Por aqui, Naylor ainda é um tanto desconhecida. O primeiro livro sobre seu legado, em português, deve ser lançado somente este ano, pelo editor e colecionador George Ermakoff.
Enquanto isso, curiosos podem apreciar, neste recente artigopublicado por Mauad, algumas das fotografias produzidas por Naylor em sua passagem pelo Brasil; e, neste vídeo, alguns de seus principais registros ao som de Carmem Miranda; também este bloguetraz belas imagens feitas pela fotógrafa.
Missão cumprida
As mais de 1.300 fotografias de Naylor sobre o Brasil fizeram bastante sucesso nos Estados Unidos, com exposições que circularam por todo o país a partir de 1943. Naylor foi uma das primeiras mulheres a expor no Museu de Arte Moderna de Nova Iorque, como contextualiza Mauad em artigo na Revista Brasileira de História. Aliás, ela foi também uma das primeiras fotojornalistas, abrindo alas para as mulheres num campo profissional classicamente ocupado por homens.
Trabalhou na Associated Press e fotografou para as revistas Time e Fortune. E também para a Life, em cujas páginas o poeta e então cronista Vinícius de Moraes tomou conhecimento de seu trabalho. Encantado, não tardou a classificá-la como “americanazinha adorável“.
Importação cultural
No âmbito da Política da Boa Vizinhança, Genevieve Naylor não foi a única artista norte-americana a embarcar para o Brasil na década de 1940. Veio Walt Disney (1901-1966), que, inspirado em suas impressões sobre o país, desenhou o personagem Zé Carioca.

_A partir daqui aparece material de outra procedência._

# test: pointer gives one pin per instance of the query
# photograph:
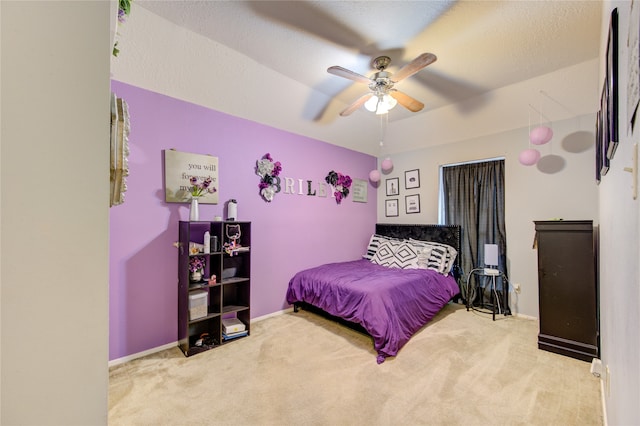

Além dele, esteve por aqui o cineasta Orson Welles (1915-1985), imbuído da tarefa de produzir o documentário It’s all true, (‘É tudo verdade’, em tradução livre). O escultor Jo Davidson (1883-1952) também cá aportou. Sua tarefa era esculpir bustos de presidentes em vários países do continente.
No pacote cultural norte-americanizante, também veio ao Brasil um novo jeito de se fazer radiojornalismo, que era o programa Repórter Esso.
E, na música, algo aconteceu: o governo estadunidense encarregou o maestro Leopold Stokowski (1982-1977) de gravar um álbum intitulado Native Brazilian Music, com representações autênticas da música brasileira – tarefa para a qual contou com o auxílio de Heitor Villa-Lobos (1887-1959). O registro, que jamais foi lançado em nosso país, foi descrito como uma “preciosidade sonora esquecida e que até hoje permanece extraviada de nossa cultura”, em recente reportagem da revista Rolling Stone.
Mas a via contrária, ainda que em ínfima proporção, também se deu. Do Brasil para os Estados Unidos foi o escritor Érico Veríssimo, convidado a ministrar um curso de literatura brasileira na Universidade de Berkeley, na Califórnia, além de outras pequenas iniciativas que contemplavam estudantes e profissionais com bolsas de estudo em território ianque.